Thailand has brought me many things. I thought that the worst feeling in the world was somebody wrongly concluding that you are less than you are. This week, however, has taught me that much worse than that, is somebody concluding you are something that you are not.
There was a boy in high school that I was close to as a friend, but always liked as a little more than that. We were in the habit of eating up philosophical discussion instead of lunch, or mulling over great literature instead of going to third period.
In one of the few classes we actually took together, our teacher was so fed up with our talking while he was talking that he finally hung a toga that he had in his desk from the ceiling tiles to cover my face. Don’t worry, I was young, and I’ve since learned to respect my teachers, though honestly what’s a toga going to do and better question, why did he just have one in his desk?
In the midst of our discussions (when we weren’t so rudely interrupted by a toga), my friend would often say things that I disagreed with. I’d never say as much, however, I’d just expand on what he said, until I could make it conform more to what I thought, or I’d say nothing at all. It wasn’t until two years after our senior year when we got back together, and I’d grown into myself and out of my girlish crush on him, that I realized how much I’d checked myself in our conversations in high school.
I’d always wanted to seem agreeable, and so when the opportunity came to present a difference of opinion, I’d push it away _ hoping that ultimately he’d always feel smart and comfortable around me.
It never did work. He probably did feel comfortable and smart around me, but it never amounted to anything more than friendship for me, and with just a friendship, I could’ve filled the airspace between us with what I really thought on a topic and never threatened us.
This holding-back thing, this polite dismissal of my dissatisfaction or disagreement in favor of keeping the elephants out of the room (elephants?! Haha, I’m in Thailand) has become something of a habit of mine in every area of my life.

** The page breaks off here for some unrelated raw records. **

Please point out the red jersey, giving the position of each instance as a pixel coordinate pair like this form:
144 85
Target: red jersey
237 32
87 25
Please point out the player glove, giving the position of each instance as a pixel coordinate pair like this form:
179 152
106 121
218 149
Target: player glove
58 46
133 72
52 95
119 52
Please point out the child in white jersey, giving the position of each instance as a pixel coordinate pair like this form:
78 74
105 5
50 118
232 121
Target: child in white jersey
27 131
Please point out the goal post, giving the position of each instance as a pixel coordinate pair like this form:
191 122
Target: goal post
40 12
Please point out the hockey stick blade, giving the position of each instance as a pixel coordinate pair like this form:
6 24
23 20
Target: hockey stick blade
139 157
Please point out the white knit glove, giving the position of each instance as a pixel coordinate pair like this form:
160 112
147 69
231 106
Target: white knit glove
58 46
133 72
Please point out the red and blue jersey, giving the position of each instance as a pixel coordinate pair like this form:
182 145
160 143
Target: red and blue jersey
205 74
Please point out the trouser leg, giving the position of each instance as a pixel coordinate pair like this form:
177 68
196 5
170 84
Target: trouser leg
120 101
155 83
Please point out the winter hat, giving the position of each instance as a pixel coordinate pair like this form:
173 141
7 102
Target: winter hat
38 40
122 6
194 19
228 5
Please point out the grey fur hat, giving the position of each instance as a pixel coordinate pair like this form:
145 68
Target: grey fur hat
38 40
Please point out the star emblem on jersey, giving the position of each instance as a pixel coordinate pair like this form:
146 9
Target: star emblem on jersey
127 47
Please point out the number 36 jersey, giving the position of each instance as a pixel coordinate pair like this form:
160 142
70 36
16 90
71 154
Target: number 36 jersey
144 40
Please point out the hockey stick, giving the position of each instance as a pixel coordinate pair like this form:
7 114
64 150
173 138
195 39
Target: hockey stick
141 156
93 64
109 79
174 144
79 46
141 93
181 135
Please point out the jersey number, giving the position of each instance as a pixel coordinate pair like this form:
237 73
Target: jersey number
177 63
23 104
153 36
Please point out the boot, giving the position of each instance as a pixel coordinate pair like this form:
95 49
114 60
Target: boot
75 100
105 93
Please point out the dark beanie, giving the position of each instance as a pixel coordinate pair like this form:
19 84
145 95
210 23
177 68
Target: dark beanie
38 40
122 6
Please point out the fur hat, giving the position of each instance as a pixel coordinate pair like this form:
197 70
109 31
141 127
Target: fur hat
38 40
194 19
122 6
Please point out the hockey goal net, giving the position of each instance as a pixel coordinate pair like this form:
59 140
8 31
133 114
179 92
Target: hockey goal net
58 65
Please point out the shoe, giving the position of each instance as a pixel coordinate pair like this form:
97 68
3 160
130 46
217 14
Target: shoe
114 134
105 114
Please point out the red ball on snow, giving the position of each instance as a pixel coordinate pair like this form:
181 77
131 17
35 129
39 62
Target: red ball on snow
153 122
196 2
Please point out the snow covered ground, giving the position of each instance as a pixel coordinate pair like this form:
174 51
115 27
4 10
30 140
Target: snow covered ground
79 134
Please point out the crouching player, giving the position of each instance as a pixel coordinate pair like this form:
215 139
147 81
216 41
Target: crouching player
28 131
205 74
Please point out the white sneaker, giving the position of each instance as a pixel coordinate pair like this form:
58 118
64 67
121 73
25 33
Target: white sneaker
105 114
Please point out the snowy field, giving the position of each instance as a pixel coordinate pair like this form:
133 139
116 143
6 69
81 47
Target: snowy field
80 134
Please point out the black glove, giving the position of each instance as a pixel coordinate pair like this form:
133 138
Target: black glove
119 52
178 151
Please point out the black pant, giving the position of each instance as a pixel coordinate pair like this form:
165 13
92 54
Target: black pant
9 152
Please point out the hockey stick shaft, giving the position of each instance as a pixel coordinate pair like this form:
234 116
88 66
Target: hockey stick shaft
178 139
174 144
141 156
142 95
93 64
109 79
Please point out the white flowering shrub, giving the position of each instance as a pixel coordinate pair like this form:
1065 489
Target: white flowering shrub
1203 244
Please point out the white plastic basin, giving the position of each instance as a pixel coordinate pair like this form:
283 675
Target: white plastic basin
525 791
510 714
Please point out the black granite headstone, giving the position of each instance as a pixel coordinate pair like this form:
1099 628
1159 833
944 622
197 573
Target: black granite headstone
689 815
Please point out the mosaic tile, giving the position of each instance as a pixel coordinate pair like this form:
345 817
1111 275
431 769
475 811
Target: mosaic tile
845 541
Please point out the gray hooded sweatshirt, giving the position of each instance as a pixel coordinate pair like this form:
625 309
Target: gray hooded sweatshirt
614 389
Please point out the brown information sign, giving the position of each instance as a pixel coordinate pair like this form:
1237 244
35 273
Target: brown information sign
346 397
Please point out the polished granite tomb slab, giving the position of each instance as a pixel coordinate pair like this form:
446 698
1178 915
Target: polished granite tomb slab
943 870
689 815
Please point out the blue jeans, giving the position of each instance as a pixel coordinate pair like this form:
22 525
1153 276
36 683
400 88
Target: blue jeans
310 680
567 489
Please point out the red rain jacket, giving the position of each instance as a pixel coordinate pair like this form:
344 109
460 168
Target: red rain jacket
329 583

In the back of my mind I hold back my opinions when I’m with people that won’t receive them. They can’t handle someone brushing their fur the wrong direction, and I don’t need outside validation of my thoughts to maintain my position as a free thinker, so I’ll just keep my mouth shut.
In some instances that works all right, and it doesn’t bother me to admit it. However, there are cases when there was more at stake than an intellectual discussion. A change really did need to be made or someone really did need to follow through, but I accepted and adapted, rather than spoke up, because in some dark corner of my brain I don’t really believe I deserve whatever it was that was already promised to me.
It’s such a fine line to walk between your sense of self-worth, requiring you to say what you need, and the vast majority of people in this world (including yourself, probably), completely unable to hear what they’re doing wrong or that they’re not keeping up their end of a bargain. And so, pretend you decided to speak up or someone spoke up for you, and you’re in a position where you can’t take back what’s been said. You rejoice in the fact that it worked and something changed and personal productivity is suddenly possible again.
But it came with a cost.
Those people that you didn’t think would acknowledge their own failings, also turn out to be unable to see that you are willing to admit to your own as well, and instead they end up hurt. They begrudgingly give you what you wanted, but also come to the conclusion, that conclusion that will give you the worst feeling in the world, that you are something that you are not.
Say you’re a dog that, in getting to that bowl of food that literally has your name on it, spills the mop bucket all over your master’s clean floor. He starts to kick you because he’s angry about his floor getting wet, when he should’ve known not to put the bucket there in the first place.He keeps kicking and though you want to remain a calm, loving house animal, you’re also not willing to sit there and take it.
So you finally just bark to let him know this isn’t working for you. You were merely trying to stick up for yourself, and he wrongly concludes that you’re a savage monster.
When something happens and you’re suddenly and inexplicably put on the defense, it’s hard to know what kind of fortifications you’re allowed to employ without your attackers (whom you so desperately wanted to be your friends) vilifying your actions to the extreme.
Then is the lesson here not to speak up? Am I supposed to conclude that it’s better to be stepped on and grin than dodge the step and leave other people frowning? Or better yet to never have sought out your food in the first place — to starve but proudly bear the label “adaptable”?
It is in times like these that I wish God was not the only one who had free reign of my true heart and desires. I wish I could physically peel back the pieces of my heart so that they could see that I bore no ill will and still don’t, that I just wanted that food and it was supposed to be mine. But without truth in its purest form being able to speak for itself, all they will remember is the wet floor and that bark that they thought proved to them who I really am.